Randomised, double-blind parallel group study.
Multicentre study in six genitourinary clinics within the U.K.
One hundred and twenty-four patients with primary anogenital warts.
Complete response rate at week 10, and recurrence rate at week 26 in complete responders.
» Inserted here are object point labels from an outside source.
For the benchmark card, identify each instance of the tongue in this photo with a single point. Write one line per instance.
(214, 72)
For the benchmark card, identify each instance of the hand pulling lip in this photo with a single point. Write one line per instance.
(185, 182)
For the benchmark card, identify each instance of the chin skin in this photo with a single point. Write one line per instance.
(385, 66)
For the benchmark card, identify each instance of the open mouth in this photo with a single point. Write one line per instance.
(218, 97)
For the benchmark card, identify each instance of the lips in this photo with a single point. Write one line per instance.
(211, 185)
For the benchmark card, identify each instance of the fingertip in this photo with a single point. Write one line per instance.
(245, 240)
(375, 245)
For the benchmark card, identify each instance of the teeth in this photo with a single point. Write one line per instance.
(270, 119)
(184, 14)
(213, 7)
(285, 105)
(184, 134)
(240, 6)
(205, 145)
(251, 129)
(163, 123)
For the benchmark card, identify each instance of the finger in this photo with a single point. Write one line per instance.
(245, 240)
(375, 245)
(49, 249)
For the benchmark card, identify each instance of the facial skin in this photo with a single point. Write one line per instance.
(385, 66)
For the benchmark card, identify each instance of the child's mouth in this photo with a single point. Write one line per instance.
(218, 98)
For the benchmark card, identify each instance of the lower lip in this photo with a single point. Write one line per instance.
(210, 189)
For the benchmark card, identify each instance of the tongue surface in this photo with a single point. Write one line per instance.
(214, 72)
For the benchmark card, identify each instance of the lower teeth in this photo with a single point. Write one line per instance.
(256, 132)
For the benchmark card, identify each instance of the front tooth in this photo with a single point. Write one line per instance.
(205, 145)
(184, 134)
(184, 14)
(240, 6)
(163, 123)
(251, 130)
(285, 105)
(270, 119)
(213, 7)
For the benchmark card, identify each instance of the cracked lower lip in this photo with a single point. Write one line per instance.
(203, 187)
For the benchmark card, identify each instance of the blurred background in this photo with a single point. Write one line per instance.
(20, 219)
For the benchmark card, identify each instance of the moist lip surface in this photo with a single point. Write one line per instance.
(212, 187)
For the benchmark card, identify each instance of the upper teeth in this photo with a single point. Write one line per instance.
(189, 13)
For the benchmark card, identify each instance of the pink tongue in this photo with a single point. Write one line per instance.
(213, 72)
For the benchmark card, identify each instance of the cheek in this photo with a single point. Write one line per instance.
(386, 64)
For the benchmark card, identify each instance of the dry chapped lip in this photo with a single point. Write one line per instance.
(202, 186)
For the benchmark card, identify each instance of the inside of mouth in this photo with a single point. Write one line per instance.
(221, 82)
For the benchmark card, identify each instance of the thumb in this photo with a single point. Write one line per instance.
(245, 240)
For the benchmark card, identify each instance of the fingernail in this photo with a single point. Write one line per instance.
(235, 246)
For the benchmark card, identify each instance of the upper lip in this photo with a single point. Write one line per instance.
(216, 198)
At week 10 analysis of the efficacy population showed complete response in 36% (15/42 patients) of IFN-treated group and 26% (11/43 patients) in the placebo group (no significant difference). Analysis of the safety population at week 26 showed persistence of the complete response in 57% (8/14 patients) of the IFN-treated group and 80% (12/15 patients) of the placebo group (no significant difference). Adverse effects were more common in IFN-treated patients, involved particularly application site reaction and malaise but were generally mild.
At the dose and with the regime described treatment with IFN alpha-2a in combination with podophyllin is no more effective in the treatment of primary anogenital warts than podophyllin alone and is associated with more adverse events.
主要目的是确定对于原发性尖锐湿疣患者,在第10周评估时,每周皮下注射干扰素α-2a(IFN)和25%(重量/体积)鬼臼树脂,每周两次,在这之前每周三次注射干扰素α-2a共一周,与按相同方案注射鬼臼树脂和安慰剂相比,是否有更高的完全缓解率。次要目的是比较两个治疗组中完全缓解者在6个月时的复发率。
随机、双盲平行组研究。
英国6家泌尿生殖科诊所的多中心研究。
124例原发性肛门生殖器疣患者。
第10周的完全缓解率,以及完全缓解者在第26周的复发率。
在第10周,对疗效人群的分析显示,干扰素治疗组36%(15/42例患者)完全缓解,安慰剂组26%(11/43例患者)完全缓解(无显著差异)。在第26周对安全性人群的分析显示,干扰素治疗组57%(8/14例患者)完全缓解持续存在,安慰剂组80%(12/15例患者)完全缓解持续存在(无显著差异)。不良反应在干扰素治疗的患者中更常见,尤其涉及注射部位反应和不适,但一般较轻。
在所描述的剂量和治疗方案下,干扰素α-2a联合鬼臼树脂治疗原发性肛门生殖器疣并不比单独使用鬼臼树脂更有效,且不良反应更多。